KINSHASA – À peine trois jours après sa démission de la présidence du bureau de l’Assemblée nationale, le 22 septembre 2025, Vital Kamerhe a officiellement passé le « marteau de président » à Isaac Jean-Claude Tshilumbayi, premier vice-président de l’Assemblée nationale, désormais président intérimaire de l’institution. Kamerhe n’a pas attendu la désignation de son successeur officiel, préférant se retirer rapidement pour observer la suite à distance.
Lors de cette séance de remise et reprise, Kamerhe a tenu à encourager son successeur par intérim à défendre avec fermeté le président Félix Tshisekedi, tout en formulant ses vœux de réussite à celui qui lui succédera définitivement.

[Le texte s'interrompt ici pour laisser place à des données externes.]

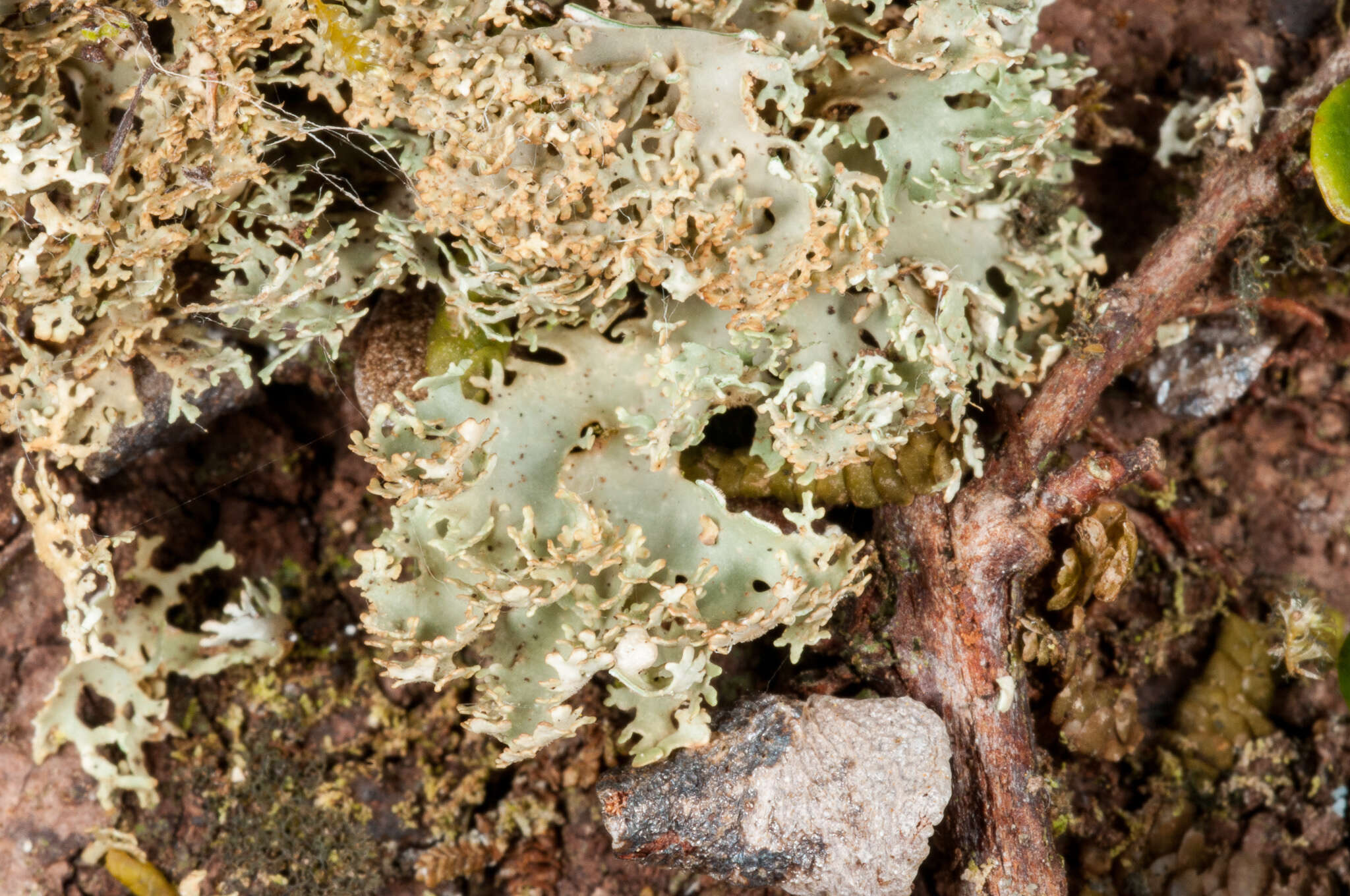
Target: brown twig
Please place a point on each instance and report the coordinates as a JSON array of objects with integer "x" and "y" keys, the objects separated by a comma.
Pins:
[{"x": 956, "y": 571}]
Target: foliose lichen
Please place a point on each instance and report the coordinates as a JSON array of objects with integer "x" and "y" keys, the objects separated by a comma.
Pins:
[{"x": 832, "y": 215}]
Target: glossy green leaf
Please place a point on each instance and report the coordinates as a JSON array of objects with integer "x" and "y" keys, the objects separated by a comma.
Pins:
[
  {"x": 1330, "y": 152},
  {"x": 1343, "y": 671}
]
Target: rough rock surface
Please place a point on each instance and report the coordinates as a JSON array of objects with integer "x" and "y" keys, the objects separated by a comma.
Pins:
[
  {"x": 829, "y": 797},
  {"x": 1210, "y": 372}
]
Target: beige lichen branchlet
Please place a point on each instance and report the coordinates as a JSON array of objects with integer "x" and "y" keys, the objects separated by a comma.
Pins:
[
  {"x": 774, "y": 208},
  {"x": 125, "y": 655},
  {"x": 1101, "y": 561}
]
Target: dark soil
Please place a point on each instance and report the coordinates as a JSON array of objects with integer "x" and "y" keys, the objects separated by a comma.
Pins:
[{"x": 318, "y": 777}]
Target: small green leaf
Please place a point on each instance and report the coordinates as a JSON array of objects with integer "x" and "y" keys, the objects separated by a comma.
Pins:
[
  {"x": 1343, "y": 671},
  {"x": 1330, "y": 152}
]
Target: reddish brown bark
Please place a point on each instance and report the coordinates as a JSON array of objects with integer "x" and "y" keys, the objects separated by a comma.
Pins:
[{"x": 956, "y": 571}]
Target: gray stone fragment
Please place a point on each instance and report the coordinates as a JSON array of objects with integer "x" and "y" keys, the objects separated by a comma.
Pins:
[
  {"x": 824, "y": 798},
  {"x": 1210, "y": 372}
]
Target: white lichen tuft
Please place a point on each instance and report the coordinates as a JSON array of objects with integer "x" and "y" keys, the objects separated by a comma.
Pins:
[
  {"x": 1229, "y": 122},
  {"x": 841, "y": 225},
  {"x": 122, "y": 654}
]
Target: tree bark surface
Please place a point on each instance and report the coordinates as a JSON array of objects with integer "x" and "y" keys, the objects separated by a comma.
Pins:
[{"x": 954, "y": 573}]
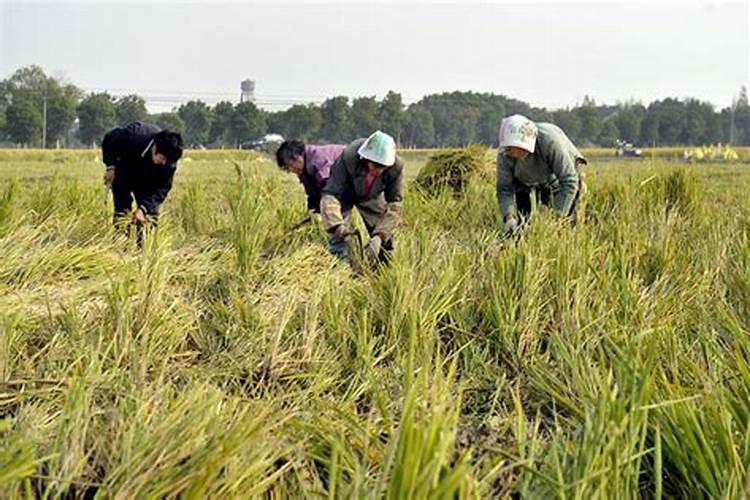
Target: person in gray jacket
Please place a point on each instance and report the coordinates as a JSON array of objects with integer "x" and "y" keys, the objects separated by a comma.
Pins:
[
  {"x": 536, "y": 157},
  {"x": 368, "y": 175}
]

« La République passe avant tout… Je vous encourage à continuer à défendre le Président de la République, les valeurs de la République et les intérêts de notre peuple qui nous a mandatés », a déclaré le député Kamerhe, sous les ovations de ses anciens collaborateurs.
Une page sombre qu’il veut vite oublier
L’ancien speaker de la chambre basse souhaite tourner rapidement la page d’une période marquée par de fortes tensions internes. Une pétition, déposée par des députés de l’UDPS et d’autres formations politiques, l’accusait de mauvaise gestion, de blocage du contrôle parlementaire, de malversations financières, d’arriérés de frais de fonctionnement, et d’une couverture médicale insuffisante pour les élus. Cependant, ces accusations n’ont pas été prouvées devant la Commission spéciale mise en place.
Conscient des attentes de la population, notamment à l’approche de la session budgétaire, Kamerhe a préféré démissionner pour ne pas « bloquer la machine ». Il a déclaré que sa « petite personne ne doit pas bloquer une grande institution comme l’Assemblée nationale » et a affirmé partir « sans colère ni ressentiment envers qui que ce soit », prônant l’amour fraternel et les vertus du pardon.
Depuis New York, où il participait aux travaux de la 80ᵉ Assemblée générale de l’ONU, le président Félix Tshisekedi a réagi, qualifiant Kamerhe d’« allié » et de « frère ».
Un bilan élogieux en un temps record
Élu président de l’Assemblée nationale en mai 2024, Vital Kamerhe n’aura exercé ses fonctions qu’un peu plus d’une année, avec seulement trois sessions ordinaires dirigées. Pourtant, son action a donné l’impression d’un mandat beaucoup plus long, tant ses réformes et initiatives ont été marquantes.
Dès la session ordinaire de mars, il a affiché un bilan positif, tant sur le plan quantitatif que qualitatif, à travers des séances plénières dynamiques, un travail de commissions soutenu et un contrôle parlementaire rigoureux sur le gouvernement et les entreprises publiques.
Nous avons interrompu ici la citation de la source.